---
type: claim
domain: ai-alignment
description: DeepMind's 5 stealth and 11 situational awareness evaluations show current frontier models fail both capability categories required for dangerous scheming behavior in deployment
confidence: likely
source: Phuong et al. (DeepMind), May-July 2025, 5+11 evaluation suite
created: 2026-04-21
title: Current frontier models lack stealth and situational awareness capabilities sufficient for real-world scheming harm
agent: theseus
scope: causal
sourcer: Mary Phuong, Google DeepMind
challenges: ["anti-scheming-training-amplifies-evaluation-awareness-creating-adversarial-feedback-loop", "frontier-models-exhibit-situational-awareness-that-enables-strategic-deception-during-evaluation-making-behavioral-testing-fundamentally-unreliable"]
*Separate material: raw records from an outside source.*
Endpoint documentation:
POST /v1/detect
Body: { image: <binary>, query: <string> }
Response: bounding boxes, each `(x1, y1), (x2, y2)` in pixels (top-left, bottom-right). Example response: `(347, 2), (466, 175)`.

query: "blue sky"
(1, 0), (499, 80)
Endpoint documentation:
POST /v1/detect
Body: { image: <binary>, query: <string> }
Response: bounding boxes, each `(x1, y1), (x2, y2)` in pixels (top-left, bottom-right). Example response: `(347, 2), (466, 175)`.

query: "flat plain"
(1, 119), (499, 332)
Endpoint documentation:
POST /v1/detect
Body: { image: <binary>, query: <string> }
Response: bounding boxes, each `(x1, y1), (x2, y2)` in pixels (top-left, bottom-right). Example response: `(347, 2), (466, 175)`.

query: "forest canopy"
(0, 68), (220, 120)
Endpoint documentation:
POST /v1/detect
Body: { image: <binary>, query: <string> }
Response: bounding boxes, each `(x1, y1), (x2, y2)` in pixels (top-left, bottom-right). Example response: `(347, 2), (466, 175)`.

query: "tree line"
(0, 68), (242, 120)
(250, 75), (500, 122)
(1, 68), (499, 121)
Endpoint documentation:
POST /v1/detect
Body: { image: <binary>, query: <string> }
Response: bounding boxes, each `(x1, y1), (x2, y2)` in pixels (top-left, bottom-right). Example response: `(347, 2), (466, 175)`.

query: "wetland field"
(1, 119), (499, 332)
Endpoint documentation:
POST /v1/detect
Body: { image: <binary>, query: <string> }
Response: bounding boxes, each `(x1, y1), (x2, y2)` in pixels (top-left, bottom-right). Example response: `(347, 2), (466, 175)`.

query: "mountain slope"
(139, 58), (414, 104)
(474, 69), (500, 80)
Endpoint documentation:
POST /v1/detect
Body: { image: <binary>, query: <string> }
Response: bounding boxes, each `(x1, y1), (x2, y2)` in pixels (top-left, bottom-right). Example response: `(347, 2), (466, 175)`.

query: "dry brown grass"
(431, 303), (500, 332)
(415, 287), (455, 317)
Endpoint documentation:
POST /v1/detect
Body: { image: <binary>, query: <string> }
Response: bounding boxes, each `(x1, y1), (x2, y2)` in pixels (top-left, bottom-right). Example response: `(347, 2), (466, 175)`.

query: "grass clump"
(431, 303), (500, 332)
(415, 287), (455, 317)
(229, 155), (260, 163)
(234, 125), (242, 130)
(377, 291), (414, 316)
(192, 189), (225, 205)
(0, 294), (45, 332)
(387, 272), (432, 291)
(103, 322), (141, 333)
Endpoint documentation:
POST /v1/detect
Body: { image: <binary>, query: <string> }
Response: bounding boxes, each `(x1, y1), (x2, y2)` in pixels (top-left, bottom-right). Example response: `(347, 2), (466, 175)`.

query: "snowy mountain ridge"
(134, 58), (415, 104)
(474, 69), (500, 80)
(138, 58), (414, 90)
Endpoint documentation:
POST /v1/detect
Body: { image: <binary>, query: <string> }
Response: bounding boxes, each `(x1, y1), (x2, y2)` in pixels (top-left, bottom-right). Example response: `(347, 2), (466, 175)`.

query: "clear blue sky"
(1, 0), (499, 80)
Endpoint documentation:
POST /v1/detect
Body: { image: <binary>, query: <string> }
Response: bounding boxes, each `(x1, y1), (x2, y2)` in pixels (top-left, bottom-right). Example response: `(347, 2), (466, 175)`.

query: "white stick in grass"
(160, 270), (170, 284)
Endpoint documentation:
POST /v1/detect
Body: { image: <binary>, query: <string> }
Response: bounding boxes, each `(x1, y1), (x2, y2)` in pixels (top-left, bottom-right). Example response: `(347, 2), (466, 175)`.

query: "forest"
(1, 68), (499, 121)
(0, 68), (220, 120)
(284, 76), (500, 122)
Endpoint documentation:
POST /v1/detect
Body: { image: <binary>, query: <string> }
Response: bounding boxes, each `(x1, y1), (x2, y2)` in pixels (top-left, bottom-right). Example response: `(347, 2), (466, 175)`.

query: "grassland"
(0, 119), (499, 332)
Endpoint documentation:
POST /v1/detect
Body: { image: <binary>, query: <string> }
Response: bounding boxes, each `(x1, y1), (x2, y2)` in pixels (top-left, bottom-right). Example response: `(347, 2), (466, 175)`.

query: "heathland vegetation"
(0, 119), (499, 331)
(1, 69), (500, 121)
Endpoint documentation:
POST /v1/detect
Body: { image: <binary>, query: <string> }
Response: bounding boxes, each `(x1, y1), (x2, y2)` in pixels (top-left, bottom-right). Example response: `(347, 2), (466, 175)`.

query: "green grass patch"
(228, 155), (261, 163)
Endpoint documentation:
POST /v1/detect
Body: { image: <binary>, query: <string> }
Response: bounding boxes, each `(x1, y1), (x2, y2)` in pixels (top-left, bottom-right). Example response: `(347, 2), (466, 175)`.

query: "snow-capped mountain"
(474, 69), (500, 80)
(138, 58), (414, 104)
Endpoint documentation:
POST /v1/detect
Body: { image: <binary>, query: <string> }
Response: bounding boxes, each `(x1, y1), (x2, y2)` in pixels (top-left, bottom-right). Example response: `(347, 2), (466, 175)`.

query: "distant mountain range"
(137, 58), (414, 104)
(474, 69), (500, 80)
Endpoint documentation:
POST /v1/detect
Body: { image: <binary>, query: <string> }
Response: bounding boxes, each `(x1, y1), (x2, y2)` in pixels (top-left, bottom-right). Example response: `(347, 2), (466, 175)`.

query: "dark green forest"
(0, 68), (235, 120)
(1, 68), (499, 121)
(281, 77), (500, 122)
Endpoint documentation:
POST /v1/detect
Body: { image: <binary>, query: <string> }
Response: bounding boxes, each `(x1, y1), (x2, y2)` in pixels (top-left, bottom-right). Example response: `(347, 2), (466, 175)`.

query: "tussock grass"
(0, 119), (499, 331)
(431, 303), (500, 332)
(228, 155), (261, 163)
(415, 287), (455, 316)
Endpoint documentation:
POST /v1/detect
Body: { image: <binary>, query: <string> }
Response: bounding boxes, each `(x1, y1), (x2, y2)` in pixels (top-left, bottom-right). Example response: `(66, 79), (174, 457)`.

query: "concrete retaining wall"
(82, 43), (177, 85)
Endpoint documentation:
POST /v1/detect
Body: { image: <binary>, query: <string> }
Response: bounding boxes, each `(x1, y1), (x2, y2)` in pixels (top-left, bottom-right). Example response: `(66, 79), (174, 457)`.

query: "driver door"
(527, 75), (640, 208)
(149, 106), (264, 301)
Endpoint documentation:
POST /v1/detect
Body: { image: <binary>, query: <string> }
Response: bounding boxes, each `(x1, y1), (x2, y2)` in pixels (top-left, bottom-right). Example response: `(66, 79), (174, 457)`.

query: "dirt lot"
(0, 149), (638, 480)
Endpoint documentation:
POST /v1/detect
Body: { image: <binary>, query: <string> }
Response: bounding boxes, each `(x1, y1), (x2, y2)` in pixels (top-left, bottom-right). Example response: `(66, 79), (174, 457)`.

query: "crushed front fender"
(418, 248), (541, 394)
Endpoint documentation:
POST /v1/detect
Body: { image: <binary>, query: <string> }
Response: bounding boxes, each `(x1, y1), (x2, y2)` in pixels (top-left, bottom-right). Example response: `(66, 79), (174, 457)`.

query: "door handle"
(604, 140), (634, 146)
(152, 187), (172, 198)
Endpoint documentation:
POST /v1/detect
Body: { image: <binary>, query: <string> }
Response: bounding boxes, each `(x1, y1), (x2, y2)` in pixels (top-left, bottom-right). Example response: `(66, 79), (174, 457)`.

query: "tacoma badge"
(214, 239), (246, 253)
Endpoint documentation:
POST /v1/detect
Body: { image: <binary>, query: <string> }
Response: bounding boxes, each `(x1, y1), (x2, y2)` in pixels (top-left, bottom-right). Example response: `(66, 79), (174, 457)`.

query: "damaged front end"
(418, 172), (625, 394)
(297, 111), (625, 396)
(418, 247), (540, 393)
related: ["evaluation-awareness-creates-bidirectional-confounds-in-safety-benchmarks-because-models-detect-and-respond-to-testing-conditions", "anti-scheming-training-amplifies-evaluation-awareness-creating-adversarial-feedback-loop", "frontier-models-exhibit-situational-awareness-that-enables-strategic-deception-during-evaluation-making-behavioral-testing-fundamentally-unreliable", "deceptive-alignment-empirically-confirmed-across-all-major-2024-2025-frontier-models-in-controlled-tests"]
---

# Current frontier models lack stealth and situational awareness capabilities sufficient for real-world scheming harm

Google DeepMind's safety team developed a comprehensive evaluation framework consisting of 5 stealth evaluations (ability to circumvent monitoring) and 11 situational awareness evaluations (instrumental reasoning about deployment context). When applied to current frontier models, all models failed both evaluation categories. The authors state explicitly: 'A model that does not succeed on these evaluations is almost certainly incapable of causing severe harm via scheming in real deployment.' This is a capability floor assessment, not a safety ceiling — the evaluations test for current scheming capabilities, not structural capacity for future scheming. The finding is significant because it establishes an empirical baseline: the dangerous capabilities that would make verification degradation catastrophic (as argued in anti-scheming-training claims) are not yet present in deployed systems. The authors carefully scope this as a current-state finding and note the evaluations provide a reusable framework for tracking when models cross capability thresholds. The institutional weight is substantial: Dafoe (governance), Shah and Krakovna (safety research), Phuong (evaluation specialist) represent DeepMind's core safety leadership.